We've isolated the problem to the "controllers" section. As a workaround unselecting the "controllers" section allows the extension to function and monitor as normal in check_mk

Comparing:

            name="controllers",
            uri="/controllers",
            perfdata_uri="/analysed-controller-statistics",
            perfdata_identifier="controllerId",

with the web API on the device I can't find these URIs

The API methods: /storage-systems/{system-id}/analyzed/controller-statistics /storage-systems/{system-id}/controller-statistics/{idlist} (depricated)

seem to be related but perhaps the API endpoints changed on the netapp side - I am opening a ticket with netapp to get details on the changes since 11.80.1R2 either doesn't have release info or I'm failing to find it

chexma commented 3 days ago

@exhaustivesolving Wow, thanks for the analysis ! Yeah, the output seems to be changed in the netapp api, what should not happen with a versioned api in a minor upgrade.

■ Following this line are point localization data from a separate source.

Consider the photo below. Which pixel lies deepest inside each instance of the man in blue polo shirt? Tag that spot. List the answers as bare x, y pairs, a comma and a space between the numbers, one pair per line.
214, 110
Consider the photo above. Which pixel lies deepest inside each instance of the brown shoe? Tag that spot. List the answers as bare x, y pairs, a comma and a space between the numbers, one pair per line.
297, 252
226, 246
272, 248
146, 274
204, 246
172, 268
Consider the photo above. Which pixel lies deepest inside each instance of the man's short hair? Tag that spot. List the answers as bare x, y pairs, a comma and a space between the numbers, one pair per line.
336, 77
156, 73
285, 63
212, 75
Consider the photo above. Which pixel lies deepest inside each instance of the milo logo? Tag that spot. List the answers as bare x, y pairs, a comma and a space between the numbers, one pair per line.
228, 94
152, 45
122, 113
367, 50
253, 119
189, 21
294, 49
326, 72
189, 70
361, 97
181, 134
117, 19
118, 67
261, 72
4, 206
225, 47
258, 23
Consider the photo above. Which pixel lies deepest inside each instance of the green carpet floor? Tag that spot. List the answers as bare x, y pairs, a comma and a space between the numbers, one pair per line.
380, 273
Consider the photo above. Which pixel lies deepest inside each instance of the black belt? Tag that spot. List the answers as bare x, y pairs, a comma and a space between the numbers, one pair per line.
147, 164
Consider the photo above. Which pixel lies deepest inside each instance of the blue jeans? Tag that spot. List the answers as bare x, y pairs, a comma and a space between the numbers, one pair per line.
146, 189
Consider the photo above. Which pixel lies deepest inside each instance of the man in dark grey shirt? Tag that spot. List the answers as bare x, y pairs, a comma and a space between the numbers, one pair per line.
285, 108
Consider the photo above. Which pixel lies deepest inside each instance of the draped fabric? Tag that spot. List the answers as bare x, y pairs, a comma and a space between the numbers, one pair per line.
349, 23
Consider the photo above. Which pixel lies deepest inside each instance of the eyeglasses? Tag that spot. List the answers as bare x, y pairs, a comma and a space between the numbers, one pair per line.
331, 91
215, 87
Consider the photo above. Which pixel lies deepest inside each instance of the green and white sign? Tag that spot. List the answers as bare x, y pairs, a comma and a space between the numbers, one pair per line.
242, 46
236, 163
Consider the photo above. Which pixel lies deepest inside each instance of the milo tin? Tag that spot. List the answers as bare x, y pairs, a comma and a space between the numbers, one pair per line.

chexma commented 3 days ago

As a side note :

https://kb.netapp.com/Support_Bulletins/Customer_Bulletins/SU570

Affected models • E-Series Systems: E2800, E5700, EF280, EF570, EF300, EF600 • StorageGRID Appliances: SGF6024, SG6060 and SG6160

Workaround For systems running any of the affected releases: • Do not upgrade drive firmware until a fix is available in SANtricity OS. OR • Perform offline drive firmware upgrade o For StorageGRID appliances, please visit this page for detailed instructions: <gelöscht>

chexma commented 3 days ago
        name="controllers",
        uri="/controllers",
        perfdata_uri="/analysed-controller-statistics",
        perfdata_identifier="controllerId",

Did they rename analysed to analyzyed-controller-statistics ? Maybe you can try to rewrite the perdata_uri to the new path.